J'en viens maintenant à l'objet de votre commission d'enquête - la concentration des médias en France. Amazon n'est pas présent dans les médias d'information ; mais, pour ce qui concerne le divertissement, segment dans lequel opère Prime Video, nous constatons que la tendance n'est pas à la concentration, bien au contraire. Ce que nous observons depuis près d'une décennie, c'est, à l'inverse, une intensification de la concurrence et une plus grande complémentarité entre les diffuseurs, ce qui se traduit par davantage de diversité et par une meilleure qualité d'offre et de service au bénéfice du public français. Davantage de concurrence d'abord : la liste des auditions conduites par votre commission témoigne de ce que le paysage concurrentiel s'est considérablement étoffé depuis dix ans. De nouveaux services sont apparus et se sont ajoutés aux offres existantes sans les remplacer : ainsi l'audience de la télévision linéaire traditionnelle est stable depuis dix ans, et elle est même supérieure à ce qu'elle était il y a trente ans. Ce qui se passe aujourd'hui est donc comparable à ce qui s'est produit dans le passé, quand la télévision s'est ajoutée au cinéma sans s'y substituer, ou quand les théâtres ont vu naître le cinéma. Ces révolutions technologiques successives ont été source d'émulation, elles ont poussé les acteurs traditionnels à innover, et c'est bien ce à quoi nous assistons aujourd'hui : les chaînes de télévision développent des offres nouvelles numériques, gratuites ou par abonnement, dont certaines rencontrent un franc succès.

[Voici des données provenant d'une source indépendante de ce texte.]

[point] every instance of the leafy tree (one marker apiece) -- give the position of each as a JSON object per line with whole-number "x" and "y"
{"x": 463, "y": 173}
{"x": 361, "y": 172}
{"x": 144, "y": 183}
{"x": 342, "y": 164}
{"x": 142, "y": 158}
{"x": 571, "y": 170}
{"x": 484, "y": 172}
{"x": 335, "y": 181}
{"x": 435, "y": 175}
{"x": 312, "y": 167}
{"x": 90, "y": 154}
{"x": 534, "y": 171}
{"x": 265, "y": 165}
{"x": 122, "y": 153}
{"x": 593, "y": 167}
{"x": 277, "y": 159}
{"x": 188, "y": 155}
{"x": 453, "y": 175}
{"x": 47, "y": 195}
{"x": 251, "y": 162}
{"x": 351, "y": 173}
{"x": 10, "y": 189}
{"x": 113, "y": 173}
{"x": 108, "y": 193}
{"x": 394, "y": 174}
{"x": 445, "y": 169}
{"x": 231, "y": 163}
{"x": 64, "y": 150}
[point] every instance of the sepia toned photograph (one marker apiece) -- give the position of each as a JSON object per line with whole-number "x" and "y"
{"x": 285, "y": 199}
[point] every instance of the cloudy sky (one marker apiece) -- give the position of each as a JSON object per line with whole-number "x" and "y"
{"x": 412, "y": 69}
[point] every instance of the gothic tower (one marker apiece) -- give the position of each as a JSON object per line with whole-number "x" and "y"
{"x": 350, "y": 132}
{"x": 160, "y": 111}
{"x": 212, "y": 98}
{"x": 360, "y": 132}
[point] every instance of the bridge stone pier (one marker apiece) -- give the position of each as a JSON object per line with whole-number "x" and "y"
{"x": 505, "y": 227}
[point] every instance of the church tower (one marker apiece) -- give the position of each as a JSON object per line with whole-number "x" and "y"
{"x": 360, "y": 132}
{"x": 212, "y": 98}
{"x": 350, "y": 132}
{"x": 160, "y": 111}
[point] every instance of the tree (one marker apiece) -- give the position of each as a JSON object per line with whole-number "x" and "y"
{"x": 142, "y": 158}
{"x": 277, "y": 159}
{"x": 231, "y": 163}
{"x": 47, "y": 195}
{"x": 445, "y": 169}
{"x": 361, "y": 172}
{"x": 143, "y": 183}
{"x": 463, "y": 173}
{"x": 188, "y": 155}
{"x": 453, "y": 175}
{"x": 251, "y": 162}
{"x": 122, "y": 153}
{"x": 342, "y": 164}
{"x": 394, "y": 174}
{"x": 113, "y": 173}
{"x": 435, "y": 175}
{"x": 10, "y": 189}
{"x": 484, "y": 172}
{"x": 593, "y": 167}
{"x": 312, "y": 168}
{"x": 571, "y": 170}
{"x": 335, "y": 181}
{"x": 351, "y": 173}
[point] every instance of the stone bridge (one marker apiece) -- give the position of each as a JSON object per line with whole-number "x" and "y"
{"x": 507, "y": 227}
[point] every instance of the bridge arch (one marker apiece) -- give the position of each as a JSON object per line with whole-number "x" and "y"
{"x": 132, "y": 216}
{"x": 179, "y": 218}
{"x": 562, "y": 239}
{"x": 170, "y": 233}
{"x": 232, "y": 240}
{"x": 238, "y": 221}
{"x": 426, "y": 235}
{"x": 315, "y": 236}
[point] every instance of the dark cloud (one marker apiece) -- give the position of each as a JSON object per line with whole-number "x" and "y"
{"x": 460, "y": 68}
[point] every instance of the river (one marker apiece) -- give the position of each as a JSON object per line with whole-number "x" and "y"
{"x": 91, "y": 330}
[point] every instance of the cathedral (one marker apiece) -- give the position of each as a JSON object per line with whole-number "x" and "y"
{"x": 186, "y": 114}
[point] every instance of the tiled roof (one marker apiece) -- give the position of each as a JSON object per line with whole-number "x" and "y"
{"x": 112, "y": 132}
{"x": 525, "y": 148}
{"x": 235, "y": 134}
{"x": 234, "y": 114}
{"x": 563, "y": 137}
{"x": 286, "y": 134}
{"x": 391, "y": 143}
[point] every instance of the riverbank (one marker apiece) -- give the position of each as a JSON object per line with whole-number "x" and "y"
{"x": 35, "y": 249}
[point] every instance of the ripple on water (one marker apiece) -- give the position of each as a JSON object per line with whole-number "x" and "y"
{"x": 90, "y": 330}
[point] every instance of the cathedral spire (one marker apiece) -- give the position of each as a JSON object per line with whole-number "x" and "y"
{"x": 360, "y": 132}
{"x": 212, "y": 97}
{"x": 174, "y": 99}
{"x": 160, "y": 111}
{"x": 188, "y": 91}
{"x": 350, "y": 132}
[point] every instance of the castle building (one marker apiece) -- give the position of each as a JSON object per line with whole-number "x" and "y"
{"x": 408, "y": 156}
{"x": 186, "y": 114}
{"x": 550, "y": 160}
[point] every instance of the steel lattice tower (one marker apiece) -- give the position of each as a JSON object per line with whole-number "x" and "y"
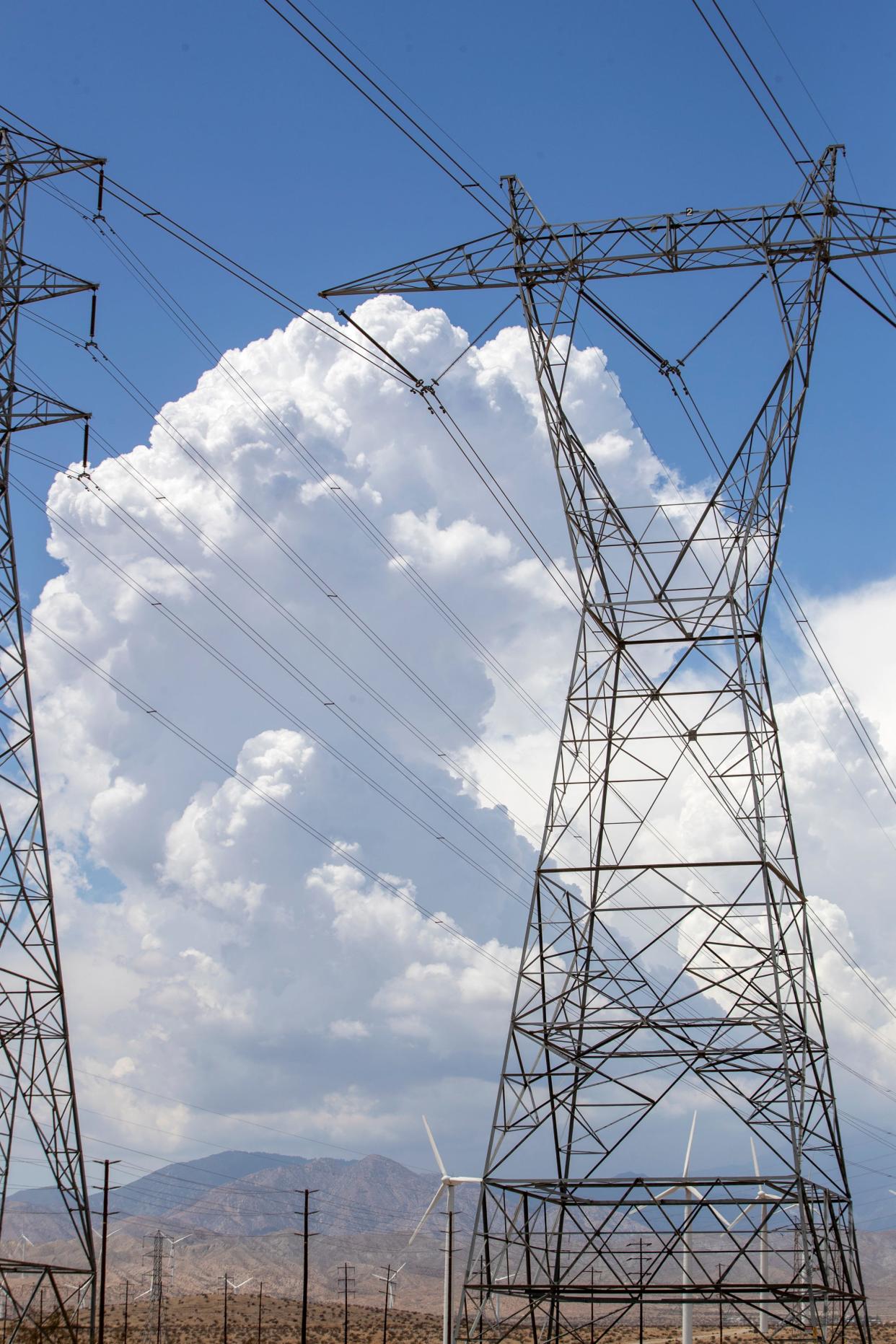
{"x": 645, "y": 970}
{"x": 37, "y": 1082}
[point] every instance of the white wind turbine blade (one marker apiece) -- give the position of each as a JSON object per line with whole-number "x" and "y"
{"x": 693, "y": 1125}
{"x": 430, "y": 1207}
{"x": 438, "y": 1157}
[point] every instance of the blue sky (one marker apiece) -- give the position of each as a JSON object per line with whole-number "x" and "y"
{"x": 230, "y": 123}
{"x": 218, "y": 115}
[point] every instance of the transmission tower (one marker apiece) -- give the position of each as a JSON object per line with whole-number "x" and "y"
{"x": 648, "y": 972}
{"x": 37, "y": 1085}
{"x": 156, "y": 1325}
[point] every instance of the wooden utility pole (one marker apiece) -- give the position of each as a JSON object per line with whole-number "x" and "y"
{"x": 307, "y": 1213}
{"x": 107, "y": 1163}
{"x": 347, "y": 1284}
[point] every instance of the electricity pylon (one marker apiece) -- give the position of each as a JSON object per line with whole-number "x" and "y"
{"x": 648, "y": 971}
{"x": 37, "y": 1084}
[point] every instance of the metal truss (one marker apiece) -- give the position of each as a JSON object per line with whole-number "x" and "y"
{"x": 37, "y": 1084}
{"x": 646, "y": 970}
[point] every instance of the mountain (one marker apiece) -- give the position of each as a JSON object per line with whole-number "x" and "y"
{"x": 238, "y": 1213}
{"x": 238, "y": 1194}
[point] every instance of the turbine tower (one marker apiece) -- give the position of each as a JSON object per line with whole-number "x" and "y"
{"x": 37, "y": 1084}
{"x": 646, "y": 971}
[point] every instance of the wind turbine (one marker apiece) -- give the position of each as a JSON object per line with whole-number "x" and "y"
{"x": 235, "y": 1288}
{"x": 760, "y": 1199}
{"x": 447, "y": 1187}
{"x": 389, "y": 1278}
{"x": 690, "y": 1193}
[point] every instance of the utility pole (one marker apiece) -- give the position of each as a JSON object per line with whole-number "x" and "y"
{"x": 386, "y": 1304}
{"x": 307, "y": 1213}
{"x": 39, "y": 1092}
{"x": 347, "y": 1284}
{"x": 155, "y": 1324}
{"x": 107, "y": 1163}
{"x": 226, "y": 1285}
{"x": 641, "y": 1295}
{"x": 669, "y": 694}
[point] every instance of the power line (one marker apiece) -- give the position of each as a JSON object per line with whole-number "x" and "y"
{"x": 377, "y": 96}
{"x": 188, "y": 739}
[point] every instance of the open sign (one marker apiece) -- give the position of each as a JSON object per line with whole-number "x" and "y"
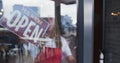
{"x": 25, "y": 23}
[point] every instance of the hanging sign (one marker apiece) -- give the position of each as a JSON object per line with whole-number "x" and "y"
{"x": 24, "y": 22}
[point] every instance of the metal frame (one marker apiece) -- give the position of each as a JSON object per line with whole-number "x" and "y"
{"x": 85, "y": 31}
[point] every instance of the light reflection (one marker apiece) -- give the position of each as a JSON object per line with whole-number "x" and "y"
{"x": 115, "y": 13}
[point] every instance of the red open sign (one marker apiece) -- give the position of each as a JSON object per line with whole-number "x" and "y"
{"x": 25, "y": 23}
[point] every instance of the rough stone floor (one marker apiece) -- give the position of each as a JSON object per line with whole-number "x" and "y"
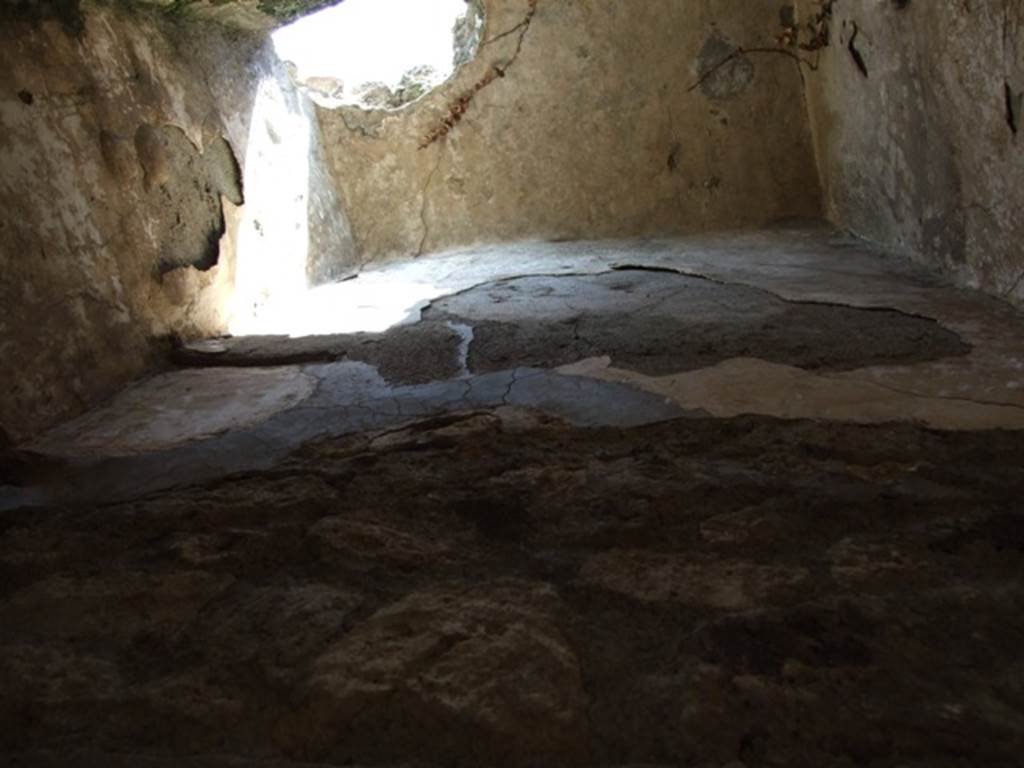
{"x": 749, "y": 500}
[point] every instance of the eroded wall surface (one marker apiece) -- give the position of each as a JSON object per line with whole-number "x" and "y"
{"x": 595, "y": 130}
{"x": 920, "y": 142}
{"x": 123, "y": 152}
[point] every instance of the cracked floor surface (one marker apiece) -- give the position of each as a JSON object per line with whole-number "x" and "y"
{"x": 732, "y": 501}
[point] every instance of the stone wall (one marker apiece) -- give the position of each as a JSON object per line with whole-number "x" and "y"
{"x": 922, "y": 150}
{"x": 123, "y": 151}
{"x": 595, "y": 130}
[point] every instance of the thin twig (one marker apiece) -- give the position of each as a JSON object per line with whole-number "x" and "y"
{"x": 812, "y": 66}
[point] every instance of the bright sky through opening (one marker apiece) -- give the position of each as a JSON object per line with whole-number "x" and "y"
{"x": 372, "y": 41}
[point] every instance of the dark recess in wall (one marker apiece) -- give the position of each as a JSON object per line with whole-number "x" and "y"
{"x": 67, "y": 11}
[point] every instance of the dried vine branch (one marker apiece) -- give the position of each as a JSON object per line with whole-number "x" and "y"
{"x": 818, "y": 28}
{"x": 459, "y": 108}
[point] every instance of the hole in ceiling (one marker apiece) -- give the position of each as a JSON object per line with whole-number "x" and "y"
{"x": 380, "y": 54}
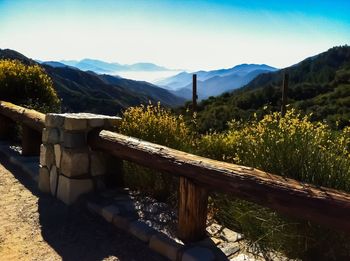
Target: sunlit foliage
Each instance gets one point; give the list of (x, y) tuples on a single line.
[(27, 85)]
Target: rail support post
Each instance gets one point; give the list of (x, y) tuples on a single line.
[(31, 141), (115, 175), (6, 128), (193, 208)]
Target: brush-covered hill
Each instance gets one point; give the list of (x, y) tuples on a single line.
[(82, 91), (319, 84)]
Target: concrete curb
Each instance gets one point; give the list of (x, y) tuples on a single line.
[(157, 241), (29, 165)]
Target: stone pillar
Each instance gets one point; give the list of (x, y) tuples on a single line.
[(68, 166)]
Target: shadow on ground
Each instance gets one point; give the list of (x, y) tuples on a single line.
[(76, 234)]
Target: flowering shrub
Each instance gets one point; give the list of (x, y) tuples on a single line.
[(291, 146), (154, 124), (28, 86)]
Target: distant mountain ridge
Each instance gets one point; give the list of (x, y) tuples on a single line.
[(89, 92), (99, 66), (319, 85), (215, 82)]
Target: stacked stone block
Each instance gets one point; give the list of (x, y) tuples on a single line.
[(68, 166)]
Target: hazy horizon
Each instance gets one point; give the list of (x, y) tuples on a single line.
[(190, 35)]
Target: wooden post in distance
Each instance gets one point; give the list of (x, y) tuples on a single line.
[(194, 93), (193, 208), (284, 93)]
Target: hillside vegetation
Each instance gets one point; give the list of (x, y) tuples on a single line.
[(27, 85), (319, 85), (81, 91), (292, 146)]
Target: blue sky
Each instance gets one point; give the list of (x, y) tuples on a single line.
[(178, 34)]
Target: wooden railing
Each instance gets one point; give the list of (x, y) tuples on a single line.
[(199, 175), (31, 121)]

Nous observons aussi davantage de complémentarité, parce que les nouveaux entrants développent une offre nouvelle complémentaire de l'offre existante. Selon l'Arcom, la fiction - films et séries - représente plus de 90 % de la consommation de vidéo à la demande par abonnement, contre environ 20 % des programmes des chaînes de télévision gratuite, dont les grilles comprennent aussi de l'information, des magazines, des programmes de divertissement en direct... La vidéo à la demande par abonnement et la télévision sont donc fortement complémentaires en termes de programmation. De même, on observe une complémentarité croissante dans les usages : les Français vont au cinéma, regardent la télévision, naviguent sur Internet et s'abonnent à des services de vidéo à la demande avec aisance, et ces usages sont complémentaires ; ce n'est pas : soit l'un soit l'autre ; c'est tout à la fois, et les disparités générationnelles tendent même à s'estomper.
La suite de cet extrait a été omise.